I just learn about word embedding and I think the word vector can be learned by CBOW or Skip-gram procedure. And I have two questions about word embedding in Pytorch.
The first one–How to understand nn.Embedding in Pytorch
I think I don’t have a good understanding of Embedding in Pytorch. Is the nn.Embedding has the same function with nn.Linear in Pytorch. I think the nn.Embedding just like shallow fully connected network.
And, if not, how the weights of nn.Embedding are fine-tuned during the training process.
The second one–How to implement skip-gram(or CBOW) in Pytorch
The second question, I want to to know how to implement skip-gram(or CBOW) in Pytorch, are the following two networks correctly implement CBOW and Skip-gram. (The weight of nn.Embedding is the word vector)
class CBOWModeler(nn.Module):
def __init__(self, vocab_size, embedding_dim, context_size):
super(CBOWModeler, self).__init__()
self.embeddings = nn.Embedding(vocab_size, embedding_dim)
self.linear1 = nn.Linear(context_size*embedding_dim, 128)
self.linear2 = nn.Linear(128, vocab_size)
def forward(self, x):
embeds = self.embeddings(x).view(1,-1)
output = self.linear1(embeds)
output = F.relu(output)
output = self.linear2(output)
log_probs = F.log_softmax(output, dim=1)
return log_probs
class SkipgramModeler(nn.Module):
def __init__(self, vocab_size, embedding_dim, context_size):
super(SkipgramModeler, self).__init__()
self.context_size = context_size
self.embeddings = nn.Embedding(vocab_size, embedding_dim)
self.linear1 = nn.Linear(embedding_dim, 128)

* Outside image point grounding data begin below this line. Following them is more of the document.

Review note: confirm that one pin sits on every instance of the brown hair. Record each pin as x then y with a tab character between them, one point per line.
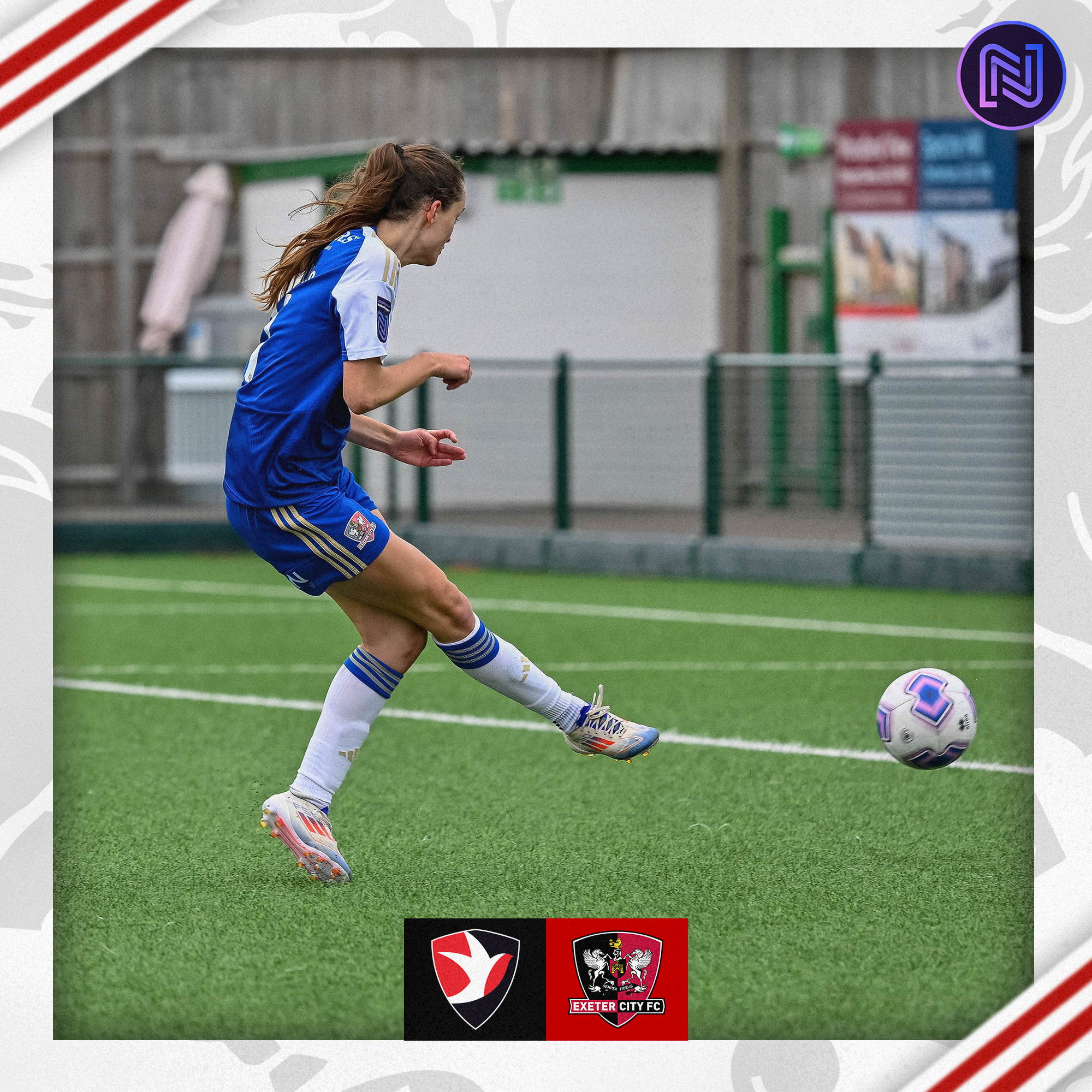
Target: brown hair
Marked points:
393	183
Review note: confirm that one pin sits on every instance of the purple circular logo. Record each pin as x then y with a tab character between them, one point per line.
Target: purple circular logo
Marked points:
1012	76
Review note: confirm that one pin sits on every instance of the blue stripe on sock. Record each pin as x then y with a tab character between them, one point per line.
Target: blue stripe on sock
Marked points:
476	651
374	673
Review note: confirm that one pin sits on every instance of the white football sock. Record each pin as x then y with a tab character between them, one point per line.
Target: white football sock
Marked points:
358	694
503	668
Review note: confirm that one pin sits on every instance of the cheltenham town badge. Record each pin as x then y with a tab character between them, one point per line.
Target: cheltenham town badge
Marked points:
476	970
618	972
361	530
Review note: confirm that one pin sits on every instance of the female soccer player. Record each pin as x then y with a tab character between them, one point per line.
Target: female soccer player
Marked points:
307	389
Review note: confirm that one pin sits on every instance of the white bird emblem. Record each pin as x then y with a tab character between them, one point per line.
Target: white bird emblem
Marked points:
478	968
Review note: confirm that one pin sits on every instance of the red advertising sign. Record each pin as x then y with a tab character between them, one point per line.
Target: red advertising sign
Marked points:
876	167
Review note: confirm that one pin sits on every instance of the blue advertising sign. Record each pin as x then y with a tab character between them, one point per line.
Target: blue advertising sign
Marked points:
966	165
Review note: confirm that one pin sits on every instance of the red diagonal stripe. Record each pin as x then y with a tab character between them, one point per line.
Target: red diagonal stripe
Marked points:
89	60
1017	1030
56	38
1044	1054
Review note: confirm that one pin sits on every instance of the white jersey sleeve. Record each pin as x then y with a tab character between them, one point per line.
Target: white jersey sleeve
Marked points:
365	299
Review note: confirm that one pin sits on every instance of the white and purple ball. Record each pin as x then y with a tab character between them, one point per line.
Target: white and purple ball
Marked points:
928	718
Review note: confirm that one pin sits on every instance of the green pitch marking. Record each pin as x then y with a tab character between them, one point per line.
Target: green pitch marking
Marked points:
828	898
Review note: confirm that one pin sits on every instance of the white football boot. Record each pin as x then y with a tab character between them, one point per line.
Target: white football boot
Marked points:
601	732
305	829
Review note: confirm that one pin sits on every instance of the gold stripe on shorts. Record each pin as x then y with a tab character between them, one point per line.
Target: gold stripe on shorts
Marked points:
314	544
355	559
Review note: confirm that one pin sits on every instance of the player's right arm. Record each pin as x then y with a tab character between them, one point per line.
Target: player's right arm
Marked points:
367	385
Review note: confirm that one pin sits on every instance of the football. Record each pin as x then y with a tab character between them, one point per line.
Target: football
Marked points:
928	718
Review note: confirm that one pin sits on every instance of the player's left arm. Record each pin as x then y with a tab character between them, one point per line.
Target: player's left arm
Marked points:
419	447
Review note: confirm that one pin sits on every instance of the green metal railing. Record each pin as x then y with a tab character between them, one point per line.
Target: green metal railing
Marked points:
718	395
424	515
563	493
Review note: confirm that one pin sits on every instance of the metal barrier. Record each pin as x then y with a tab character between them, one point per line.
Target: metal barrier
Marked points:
933	453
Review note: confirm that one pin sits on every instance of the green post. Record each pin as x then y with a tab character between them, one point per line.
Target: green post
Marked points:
777	326
830	394
357	464
423	513
563	515
714	447
875	367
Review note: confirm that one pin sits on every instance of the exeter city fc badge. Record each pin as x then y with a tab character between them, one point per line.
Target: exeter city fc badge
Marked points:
361	530
476	970
618	972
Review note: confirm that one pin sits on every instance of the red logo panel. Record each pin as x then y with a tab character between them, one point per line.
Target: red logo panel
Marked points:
616	979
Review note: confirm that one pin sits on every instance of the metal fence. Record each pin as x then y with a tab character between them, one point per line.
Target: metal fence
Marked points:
932	454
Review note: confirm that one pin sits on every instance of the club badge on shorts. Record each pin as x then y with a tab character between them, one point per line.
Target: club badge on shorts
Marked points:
361	530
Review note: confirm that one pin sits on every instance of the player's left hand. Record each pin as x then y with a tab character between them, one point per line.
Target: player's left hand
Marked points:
423	448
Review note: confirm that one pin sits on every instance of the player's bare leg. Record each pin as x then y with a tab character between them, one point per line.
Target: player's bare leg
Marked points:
403	581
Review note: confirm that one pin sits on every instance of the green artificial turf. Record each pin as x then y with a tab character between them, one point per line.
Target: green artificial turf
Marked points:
827	898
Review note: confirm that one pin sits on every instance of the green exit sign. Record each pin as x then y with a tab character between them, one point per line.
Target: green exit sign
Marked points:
799	143
529	179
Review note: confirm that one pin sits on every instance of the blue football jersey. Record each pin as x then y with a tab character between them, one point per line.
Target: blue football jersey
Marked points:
291	420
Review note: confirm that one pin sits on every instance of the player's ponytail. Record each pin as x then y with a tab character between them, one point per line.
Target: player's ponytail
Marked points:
393	183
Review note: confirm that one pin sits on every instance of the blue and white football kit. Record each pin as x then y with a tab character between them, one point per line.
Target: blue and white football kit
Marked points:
296	505
290	496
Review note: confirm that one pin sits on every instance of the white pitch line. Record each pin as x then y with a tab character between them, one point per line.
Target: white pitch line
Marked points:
733	666
492	722
170	610
520	607
762	622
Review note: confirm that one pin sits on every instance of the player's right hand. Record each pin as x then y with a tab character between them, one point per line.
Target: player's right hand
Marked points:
453	369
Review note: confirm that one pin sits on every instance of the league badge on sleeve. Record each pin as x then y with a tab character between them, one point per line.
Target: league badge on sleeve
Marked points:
361	530
383	317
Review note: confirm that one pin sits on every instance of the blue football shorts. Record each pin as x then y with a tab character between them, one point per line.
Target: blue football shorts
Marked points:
333	536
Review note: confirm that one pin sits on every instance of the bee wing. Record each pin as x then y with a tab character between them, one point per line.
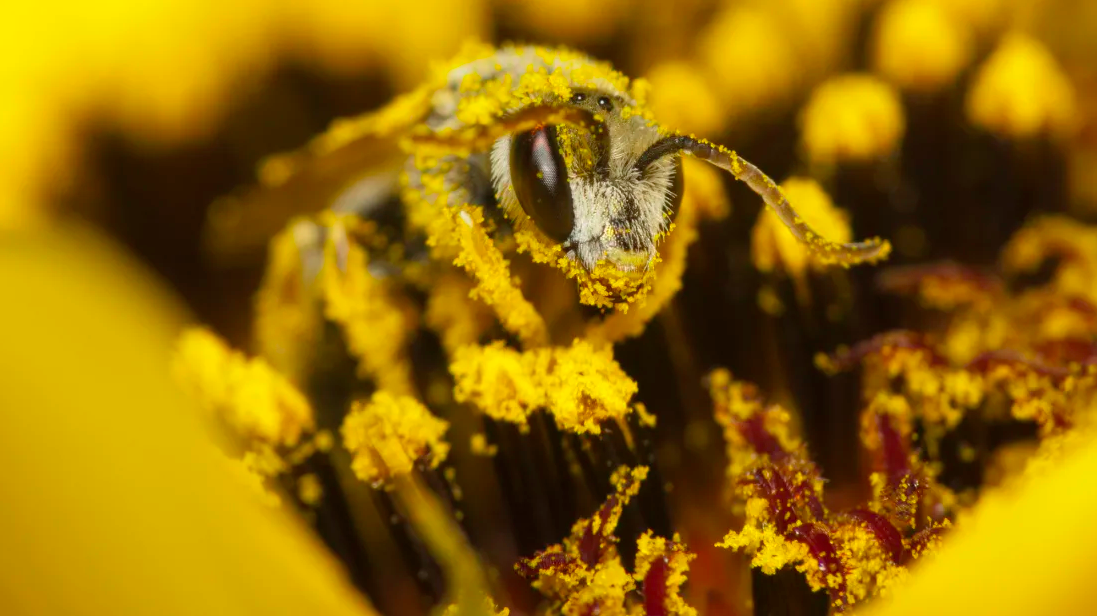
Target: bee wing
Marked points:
353	152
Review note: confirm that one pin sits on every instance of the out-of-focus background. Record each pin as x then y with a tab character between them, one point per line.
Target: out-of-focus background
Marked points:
135	116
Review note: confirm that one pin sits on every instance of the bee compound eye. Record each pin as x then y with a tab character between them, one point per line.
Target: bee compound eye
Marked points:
540	179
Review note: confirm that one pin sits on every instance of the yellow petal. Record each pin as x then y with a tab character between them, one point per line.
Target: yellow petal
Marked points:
1021	551
113	501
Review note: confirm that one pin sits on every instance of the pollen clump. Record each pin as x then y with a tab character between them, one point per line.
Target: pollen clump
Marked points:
584	573
585	387
851	117
775	248
498	380
462	229
389	434
918	46
1021	92
662	568
375	324
579	385
247	395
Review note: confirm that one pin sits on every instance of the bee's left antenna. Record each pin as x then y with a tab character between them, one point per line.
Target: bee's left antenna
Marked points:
845	254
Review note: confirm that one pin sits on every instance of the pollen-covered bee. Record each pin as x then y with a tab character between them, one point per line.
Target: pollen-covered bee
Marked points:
554	148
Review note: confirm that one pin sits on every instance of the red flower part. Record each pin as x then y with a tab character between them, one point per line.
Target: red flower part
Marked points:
544	561
822	549
775	489
900	339
885	533
655	589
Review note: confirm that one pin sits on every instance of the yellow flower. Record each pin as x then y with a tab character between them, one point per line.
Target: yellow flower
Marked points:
120	503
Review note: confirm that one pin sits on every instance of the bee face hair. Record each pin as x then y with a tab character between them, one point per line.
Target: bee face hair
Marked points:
583	187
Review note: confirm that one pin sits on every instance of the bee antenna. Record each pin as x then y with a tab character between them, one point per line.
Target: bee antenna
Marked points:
845	254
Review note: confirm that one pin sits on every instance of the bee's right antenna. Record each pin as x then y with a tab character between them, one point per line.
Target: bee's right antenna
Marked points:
845	254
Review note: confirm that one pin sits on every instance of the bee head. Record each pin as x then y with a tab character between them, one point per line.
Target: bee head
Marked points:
581	186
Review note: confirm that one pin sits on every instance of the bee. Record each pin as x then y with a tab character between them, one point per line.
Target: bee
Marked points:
547	141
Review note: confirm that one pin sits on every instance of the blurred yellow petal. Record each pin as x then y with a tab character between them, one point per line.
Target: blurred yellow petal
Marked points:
1027	550
113	500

self.linear2 = nn.Linear(128, context_size*vocab_size)
def forward(self,x):
embeds = self.embeddings(x).view(1,-1)
output = self.linear1(embeds)
output = F.relu(output)
output = self.linear2(output)
log_probs = F.log_softmax(output, dim=1).view(self.context_size, -1)
return log_probs
So, if I want to use embedding in nlp task, should I first train like above to obtain to weight of embedding.
Thanks for replying.